Why This Matters Beyond the Technology
Formal verification is not new to Cardano. IOG's research teams have maintained an Agda-based specification of Plutus Core for years. What is new is automation. The previous approach required deep specialist knowledge and could not generate counterexamples automatically. The current release is designed to minimize expert intervention by embedding Cardano-specific reasoning directly into the toolchain. Today's public release marks a milestone in a sustained development effort: the team announced a functional prototype in July 2025, held the first public demonstration at the UPLC 2025 Conference in October 2025, and ran an early access program for developers in February 2026 before the general release.
That shift has real financial implications. Security audits from established blockchain audit firms typically cost between $20,000 and $100,000 or more, depending on contract complexity. For developers in Africa or South Asia building applications for local markets, that cost alone can make security assurance impractical. Automated formal verification at the tool level changes that calculus. Lean 4's growing presence in South Asian academic computer science programs, including technical workshops held in Bangalore that have introduced the proof assistant to a new generation of engineers, means the tool's foundations are already familiar to many developers in the region.
The stakes in some of these markets go beyond token losses. Cardano already underpins 80,000 land rights records in Mozambique through Landano, a national carbon credit registry in Tanzania through Thallo, and agricultural provenance tracking for export markets in Nigeria through ZenGate. A smart contract bug in a land registry carries consequences that are harder to reverse than a DeFi exploit.

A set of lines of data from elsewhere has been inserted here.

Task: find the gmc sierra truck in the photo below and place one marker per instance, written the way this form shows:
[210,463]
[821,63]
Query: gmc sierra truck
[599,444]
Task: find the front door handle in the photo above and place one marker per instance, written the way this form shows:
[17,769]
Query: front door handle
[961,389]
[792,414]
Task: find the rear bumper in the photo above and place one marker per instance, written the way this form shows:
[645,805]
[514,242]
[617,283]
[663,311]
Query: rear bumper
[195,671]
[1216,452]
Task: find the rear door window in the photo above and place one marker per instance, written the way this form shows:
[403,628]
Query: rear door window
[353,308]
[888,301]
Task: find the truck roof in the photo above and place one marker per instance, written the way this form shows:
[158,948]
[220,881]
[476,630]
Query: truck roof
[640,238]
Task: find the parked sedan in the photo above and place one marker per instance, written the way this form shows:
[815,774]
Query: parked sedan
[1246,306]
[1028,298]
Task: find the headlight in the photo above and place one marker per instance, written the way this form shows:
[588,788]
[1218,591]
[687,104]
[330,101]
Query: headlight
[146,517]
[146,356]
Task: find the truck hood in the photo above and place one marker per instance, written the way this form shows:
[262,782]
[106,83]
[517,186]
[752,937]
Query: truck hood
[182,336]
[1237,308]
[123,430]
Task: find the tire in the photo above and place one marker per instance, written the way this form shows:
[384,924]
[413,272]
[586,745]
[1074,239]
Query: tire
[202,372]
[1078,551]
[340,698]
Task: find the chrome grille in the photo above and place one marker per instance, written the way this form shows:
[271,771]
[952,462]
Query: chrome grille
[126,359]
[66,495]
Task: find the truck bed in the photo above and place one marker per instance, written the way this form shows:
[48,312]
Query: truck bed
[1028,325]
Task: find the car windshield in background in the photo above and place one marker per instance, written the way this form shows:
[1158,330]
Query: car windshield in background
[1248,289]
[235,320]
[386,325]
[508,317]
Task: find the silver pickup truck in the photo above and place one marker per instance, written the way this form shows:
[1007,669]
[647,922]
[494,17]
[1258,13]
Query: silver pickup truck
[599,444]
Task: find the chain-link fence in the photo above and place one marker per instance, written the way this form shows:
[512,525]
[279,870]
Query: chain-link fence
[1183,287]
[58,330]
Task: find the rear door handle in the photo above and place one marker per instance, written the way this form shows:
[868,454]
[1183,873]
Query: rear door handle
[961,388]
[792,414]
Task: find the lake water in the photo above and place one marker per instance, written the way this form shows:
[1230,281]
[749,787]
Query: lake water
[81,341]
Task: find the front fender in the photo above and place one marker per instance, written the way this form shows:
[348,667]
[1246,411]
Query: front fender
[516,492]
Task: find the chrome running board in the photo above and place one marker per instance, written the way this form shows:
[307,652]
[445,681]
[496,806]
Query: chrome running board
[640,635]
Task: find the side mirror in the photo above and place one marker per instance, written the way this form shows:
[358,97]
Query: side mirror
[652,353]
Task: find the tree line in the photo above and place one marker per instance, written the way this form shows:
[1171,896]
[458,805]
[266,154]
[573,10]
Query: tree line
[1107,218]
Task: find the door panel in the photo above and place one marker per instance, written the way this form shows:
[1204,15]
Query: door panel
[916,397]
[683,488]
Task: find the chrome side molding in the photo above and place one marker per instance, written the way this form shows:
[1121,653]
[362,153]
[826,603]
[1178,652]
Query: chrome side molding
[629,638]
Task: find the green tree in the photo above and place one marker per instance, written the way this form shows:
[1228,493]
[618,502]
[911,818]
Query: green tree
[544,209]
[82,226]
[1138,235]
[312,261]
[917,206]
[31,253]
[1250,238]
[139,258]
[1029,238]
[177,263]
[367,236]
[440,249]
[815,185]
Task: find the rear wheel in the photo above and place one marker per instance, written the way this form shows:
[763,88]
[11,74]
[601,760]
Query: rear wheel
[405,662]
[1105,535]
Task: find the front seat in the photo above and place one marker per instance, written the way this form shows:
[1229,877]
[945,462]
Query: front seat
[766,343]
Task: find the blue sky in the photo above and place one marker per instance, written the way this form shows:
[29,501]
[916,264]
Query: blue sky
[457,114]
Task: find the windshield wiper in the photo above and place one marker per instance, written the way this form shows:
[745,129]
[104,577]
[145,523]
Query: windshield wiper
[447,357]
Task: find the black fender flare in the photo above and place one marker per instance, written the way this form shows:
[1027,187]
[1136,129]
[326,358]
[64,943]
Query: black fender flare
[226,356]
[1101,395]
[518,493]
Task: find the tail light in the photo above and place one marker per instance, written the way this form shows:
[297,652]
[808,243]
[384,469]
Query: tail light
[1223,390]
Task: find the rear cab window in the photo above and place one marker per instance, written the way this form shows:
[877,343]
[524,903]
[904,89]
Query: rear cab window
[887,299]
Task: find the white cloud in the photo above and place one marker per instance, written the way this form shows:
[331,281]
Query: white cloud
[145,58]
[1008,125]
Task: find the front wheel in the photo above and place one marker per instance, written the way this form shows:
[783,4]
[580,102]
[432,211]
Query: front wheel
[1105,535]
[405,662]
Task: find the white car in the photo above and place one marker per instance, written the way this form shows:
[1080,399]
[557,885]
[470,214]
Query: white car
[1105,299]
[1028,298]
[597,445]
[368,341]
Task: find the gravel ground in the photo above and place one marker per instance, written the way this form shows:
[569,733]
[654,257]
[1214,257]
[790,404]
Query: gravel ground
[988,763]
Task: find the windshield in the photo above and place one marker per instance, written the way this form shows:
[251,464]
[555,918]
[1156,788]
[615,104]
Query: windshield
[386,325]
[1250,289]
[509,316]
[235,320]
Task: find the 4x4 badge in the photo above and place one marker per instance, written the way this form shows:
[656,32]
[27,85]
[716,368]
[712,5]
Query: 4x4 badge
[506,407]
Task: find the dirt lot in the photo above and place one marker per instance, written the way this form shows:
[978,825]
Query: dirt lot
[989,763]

The release also lands during a concentrated push to expand the African developer base. A $30 million Africa-focused grant program announced in March 2026 drew 180 project submissions from 14 countries in its first week. Developers entering the ecosystem through that program can use formal verification from the start, rather than retrofitting security guarantees later.
Cardano's DeFi ecosystem held between $380 million and $552 million in total value locked (TVL) as of early 2026, placing it around 27th among all blockchains by that metric. With approximately 110,000 daily active addresses and more than 1.3 million ADA staking participants, the scale of value at risk makes accessible, automated security tooling not a luxury but a practical necessity.
What Comes Next
The High Assurance project is funded through Cardano's on-chain treasury via the Intersect governance framework, which means DReps (Delegated Representatives), the on-chain voting delegates who include participants from African and Asian countries, have a direct vote in its continued development. Both repositories are live on GitHub at input-output-hk/Lean-blaster and input-output-hk/smartcode-verifier. The bytecode-level architecture means new languages that compile to UPLC will inherit verification support automatically, without additional toolchain work from language teams.